Multiple Black parents are suing a Minnesota charter school board after their children were racially targeted by white students while at school.
Katelyn Hansen, Kali Proctor, Roynetter Birgans, and Desmond Gilbert initially filed the lawsuit against Duluth Edison Charter Schools in April 2019, following the attacks occurring at the Raleigh and North Star Academy campuses. The parents claim their children were spat on, beaten, called racial slurs, and school officials refused to intervene. Black students were repeatedly called the “N-word,” “monkeys,” and “negroes.”
In one shocking act of abuse in 2017, a white student at North Star Academy threatened to stab a biracial kindergartner with a screwdriver because she looked “different.” An older white student then punched the child so hard during a bus ride that it bruised her rib. Gilbert, the girl’s father, says he sought help from school officials multiple times but was brushed off.

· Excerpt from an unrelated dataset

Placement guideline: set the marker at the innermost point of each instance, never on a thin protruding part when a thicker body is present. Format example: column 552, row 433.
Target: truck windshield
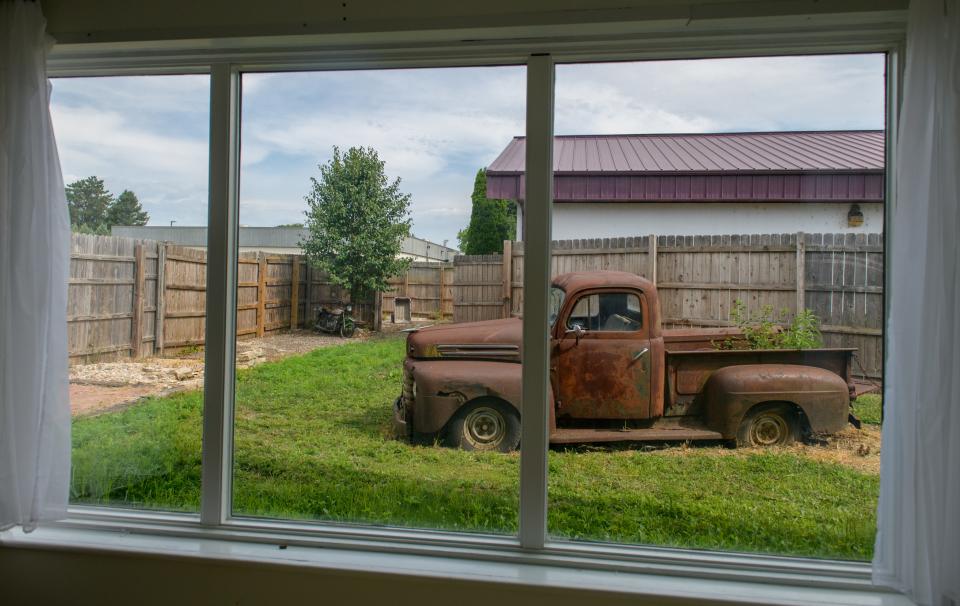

One of the school’s cultural liaisons, Chrystal Gardner, says that the N-Word was being used “loosely” by white students. However, Black students felt scared to raise their concerns out of fear of being ignored. She repeatedly notified school leadership regarding the “racially hostile culture” but says no action was taken. She was fired in June 2018 for complaining about racism and recently settled a separate lawsuit with Duluth Edison Charter Schools.
Tammy Rackliffe, a spokesperson for the charter school system, says that they vehemently deny any allegations of discrimination and “has vigorously defended itself against these false allegations.”
American Civil Liberties Union of Minnesota, the National Women’s Law Center, and several other organizations have banded together to support the parents and children mentioned in the lawsuit. None of the affected children still attended any institutions within Duluth Edison Charter Schools.